Adméto A voi, di Fere cittadini, e a quanti

havvi Tetrarchi di Tessaglia, impongo
che canti e feste instituite or sieno
pel fortunato memorando evento:
fumino all’are odori in copia, e aggiunte
sieno vittime opime all’alte preci,
poiché omai piú di pria tornata in fiore
abbiam la vita: ch’io, d’esser beato
piú che nol fossi io mai, non farò niego.2
Coro            Mille havvi modi, onde il voler Celeste
     fra noi si adempia: e mille volte, o Numi,
     le non sperate cose esser voi feste,
     e svanir le sperate:
     per orme inopinate
     guidanci in porto gli Olimpiaci Lumi. —
     Tal fu l’evento della egregia Alceste.
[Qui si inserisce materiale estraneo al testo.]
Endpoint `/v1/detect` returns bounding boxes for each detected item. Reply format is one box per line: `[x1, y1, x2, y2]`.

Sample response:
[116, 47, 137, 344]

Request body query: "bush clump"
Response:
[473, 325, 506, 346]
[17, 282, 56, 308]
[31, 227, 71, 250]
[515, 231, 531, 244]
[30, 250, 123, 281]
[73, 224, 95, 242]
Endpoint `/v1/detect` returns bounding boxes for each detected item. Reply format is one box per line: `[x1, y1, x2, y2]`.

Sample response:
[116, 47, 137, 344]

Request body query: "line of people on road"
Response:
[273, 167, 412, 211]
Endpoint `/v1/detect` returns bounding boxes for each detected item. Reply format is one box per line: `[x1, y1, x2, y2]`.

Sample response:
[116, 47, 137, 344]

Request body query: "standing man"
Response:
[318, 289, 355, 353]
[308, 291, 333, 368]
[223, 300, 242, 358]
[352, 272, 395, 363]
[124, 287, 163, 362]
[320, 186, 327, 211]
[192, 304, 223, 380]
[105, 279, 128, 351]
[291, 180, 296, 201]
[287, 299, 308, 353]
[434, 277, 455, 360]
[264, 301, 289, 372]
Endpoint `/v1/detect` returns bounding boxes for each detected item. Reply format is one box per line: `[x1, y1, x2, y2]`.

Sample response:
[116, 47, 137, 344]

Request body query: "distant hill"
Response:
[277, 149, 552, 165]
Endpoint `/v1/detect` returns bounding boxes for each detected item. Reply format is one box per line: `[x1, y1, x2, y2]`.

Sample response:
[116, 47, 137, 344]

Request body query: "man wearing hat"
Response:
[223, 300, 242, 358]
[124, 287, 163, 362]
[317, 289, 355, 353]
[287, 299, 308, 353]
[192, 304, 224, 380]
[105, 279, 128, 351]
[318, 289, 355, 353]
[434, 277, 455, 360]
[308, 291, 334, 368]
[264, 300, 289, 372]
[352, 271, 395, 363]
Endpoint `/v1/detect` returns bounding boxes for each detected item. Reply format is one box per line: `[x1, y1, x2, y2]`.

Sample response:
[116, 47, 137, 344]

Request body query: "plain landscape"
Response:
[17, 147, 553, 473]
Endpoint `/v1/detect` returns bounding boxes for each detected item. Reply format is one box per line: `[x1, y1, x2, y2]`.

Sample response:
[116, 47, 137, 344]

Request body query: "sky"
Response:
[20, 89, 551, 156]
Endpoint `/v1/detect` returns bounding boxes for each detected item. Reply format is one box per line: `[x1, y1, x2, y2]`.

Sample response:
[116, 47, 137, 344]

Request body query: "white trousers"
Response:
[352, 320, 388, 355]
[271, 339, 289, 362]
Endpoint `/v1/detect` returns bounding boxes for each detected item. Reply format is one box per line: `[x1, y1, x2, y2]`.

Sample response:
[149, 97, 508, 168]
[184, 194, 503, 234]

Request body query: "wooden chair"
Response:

  1. Il Testo dice: Ma tu di pazzia sei multato. Spiegando la metafora col senso piano, e adoprando il verbo al futuro in vece del presente, il traduttore a bella posta ha indebolita alquanto l’espressione dell’ospite.
  2. In questi ultimi versi il Traduttore si è oltre il solito alquanto dilungato, per accrescere appunto la pompa e dignitá dell’ultime parole di Adméto, e del Coro.